En deuxième lieu, la circonstance que l’autorité préfectorale ait pu commettre des erreurs tenant à l’ancienneté de présence en France de l’intéressé, à la dispense de visa et à l’absence de détention d’un passeport est, au regard de ce qui a été dit au point 6, sans incidence sur le sens de la décision en litige. Le moyen tiré de l’erreur de fait doit en conséquence être écarté.
En troisième lieu, il ne ressort ni des termes de l’arrêté ni des pièces autres pièces du dossier, que l’autorité préfectorale n’aurait pas procédé à un examen complet de la situation du requérant. Le moyen tiré du défaut d’examen doit en conséquence être écarté.
En ce qui concerne la décision portant interdiction de retour sur le territoire français :
En premier lieu, il résulte de ce qui a été dit aux points précédents que le moyen tiré de ce que la décision portant interdiction de retour sur le territoire français devrait être annulée par voie de conséquence de l’annulation de la décision portant obligation de quitter le territoire français doit être écarté.

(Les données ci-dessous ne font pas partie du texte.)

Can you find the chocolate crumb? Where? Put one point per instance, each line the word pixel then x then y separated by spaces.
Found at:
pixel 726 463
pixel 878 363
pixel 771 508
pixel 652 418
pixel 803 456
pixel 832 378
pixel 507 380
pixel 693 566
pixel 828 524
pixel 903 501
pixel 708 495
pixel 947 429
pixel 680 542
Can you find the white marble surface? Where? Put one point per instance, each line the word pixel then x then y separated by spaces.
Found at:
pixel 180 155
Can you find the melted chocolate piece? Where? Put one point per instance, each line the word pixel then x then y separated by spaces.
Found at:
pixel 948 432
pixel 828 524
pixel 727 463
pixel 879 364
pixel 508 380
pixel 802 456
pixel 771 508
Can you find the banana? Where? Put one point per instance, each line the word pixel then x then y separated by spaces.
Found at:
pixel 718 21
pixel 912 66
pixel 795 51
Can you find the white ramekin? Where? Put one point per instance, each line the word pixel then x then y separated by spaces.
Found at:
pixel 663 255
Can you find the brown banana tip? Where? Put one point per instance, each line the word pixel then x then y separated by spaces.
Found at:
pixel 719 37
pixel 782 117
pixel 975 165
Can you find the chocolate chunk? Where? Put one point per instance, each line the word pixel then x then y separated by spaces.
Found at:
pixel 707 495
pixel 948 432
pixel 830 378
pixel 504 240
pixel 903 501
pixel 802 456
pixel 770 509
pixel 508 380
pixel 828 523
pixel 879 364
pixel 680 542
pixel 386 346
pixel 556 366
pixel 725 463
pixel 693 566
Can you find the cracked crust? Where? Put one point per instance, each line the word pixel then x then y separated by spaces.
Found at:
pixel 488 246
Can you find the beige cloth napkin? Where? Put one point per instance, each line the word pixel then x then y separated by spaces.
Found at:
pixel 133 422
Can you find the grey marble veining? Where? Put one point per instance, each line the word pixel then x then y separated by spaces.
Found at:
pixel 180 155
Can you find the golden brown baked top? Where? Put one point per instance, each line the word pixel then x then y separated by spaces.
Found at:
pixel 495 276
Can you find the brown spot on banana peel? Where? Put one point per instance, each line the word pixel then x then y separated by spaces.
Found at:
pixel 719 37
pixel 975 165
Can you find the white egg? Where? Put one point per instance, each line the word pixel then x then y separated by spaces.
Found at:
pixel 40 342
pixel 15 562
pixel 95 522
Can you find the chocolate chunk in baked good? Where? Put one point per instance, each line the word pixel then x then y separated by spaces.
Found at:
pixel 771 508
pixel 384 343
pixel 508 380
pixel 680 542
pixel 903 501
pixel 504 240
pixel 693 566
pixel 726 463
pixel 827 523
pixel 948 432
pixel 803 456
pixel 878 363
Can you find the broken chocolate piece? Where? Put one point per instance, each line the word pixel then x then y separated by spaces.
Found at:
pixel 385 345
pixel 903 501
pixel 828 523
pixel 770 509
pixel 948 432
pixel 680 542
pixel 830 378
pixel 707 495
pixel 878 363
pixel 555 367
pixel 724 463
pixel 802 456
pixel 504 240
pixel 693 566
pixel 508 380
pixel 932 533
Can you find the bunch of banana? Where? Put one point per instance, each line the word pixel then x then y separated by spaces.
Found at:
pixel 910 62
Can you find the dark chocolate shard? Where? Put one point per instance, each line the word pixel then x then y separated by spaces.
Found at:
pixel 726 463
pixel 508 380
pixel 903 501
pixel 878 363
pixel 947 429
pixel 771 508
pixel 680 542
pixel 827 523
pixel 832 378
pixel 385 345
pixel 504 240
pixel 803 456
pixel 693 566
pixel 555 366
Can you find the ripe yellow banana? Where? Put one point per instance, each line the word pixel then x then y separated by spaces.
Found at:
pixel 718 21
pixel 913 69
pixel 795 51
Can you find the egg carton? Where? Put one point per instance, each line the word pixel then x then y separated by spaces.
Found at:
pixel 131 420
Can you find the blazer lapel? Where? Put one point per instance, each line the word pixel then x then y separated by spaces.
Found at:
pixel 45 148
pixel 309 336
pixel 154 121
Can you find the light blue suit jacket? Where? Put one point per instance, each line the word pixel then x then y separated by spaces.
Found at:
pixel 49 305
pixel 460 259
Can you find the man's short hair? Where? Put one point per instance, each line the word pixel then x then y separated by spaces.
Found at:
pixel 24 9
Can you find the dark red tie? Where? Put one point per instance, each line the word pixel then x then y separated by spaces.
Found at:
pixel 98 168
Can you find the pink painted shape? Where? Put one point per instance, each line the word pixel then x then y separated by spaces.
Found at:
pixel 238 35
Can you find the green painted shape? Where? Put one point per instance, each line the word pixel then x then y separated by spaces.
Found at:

En deuxième lieu, il ne ressort ni des termes de la décision attaquée ni des pièces autres pièces du dossier, que l’autorité préfectorale n’aurait pas procédé à un examen complet de la situation du requérant. Le moyen tiré du défaut d’examen doit en conséquence être écarté.
En troisième lieu, en dépit de la présence de ses enfants sur le territoire français, il résulte de ce qui a été précédemment dit qu’il est entré récemment sur le territoire français et il ressort des pièces du dossier qu’il a déjà fait l’objet de deux précédentes mesures d’éloignement. Ces seuls éléments justifient, dans son principe et sa durée, la mesure d’interdiction judiciaire du territoire français prise à son encontre. Par suite, le moyen tiré de l’erreur d’appréciation doit être écarté.
Il résulte de tout ce qui précède que les conclusions à fin d’annulation de l’arrêté du préfet des Pyrénées-Orientales du 19 novembre 2025 doivent être rejetées, ainsi que, par voie de conséquence, les conclusions à fin d’injonction sous astreinte et celles tendant à l’application de l’article L. 761-1 du code de justice administrative et de l’article 37 de la loi du 10 juillet 1991.
D E C I D E :
Article 1er : M. A… est admis au bénéfice de l’aide juridictionnelle à titre provisoire.
Article 2 : Le surplus des conclusions de la requête est rejeté.
Article 3 : Le présent jugement sera notifié à M. C… A…, à Me Broca et au préfet des Pyrénées-Orientales.
Rendu public par mise à disposition au greffe le 25 novembre 2025.
La magistrate désignée,
Stéphanie Gigault
La greffière,
Vanessa Bridet
La République mande et ordonne au préfet des Pyrénées-Orientales en ce qui le concerne ou à tous commissaires de justice à ce requis en ce qui concerne les voies de droit commun contre les parties privées, de pourvoir à l’exécution de la présente décision.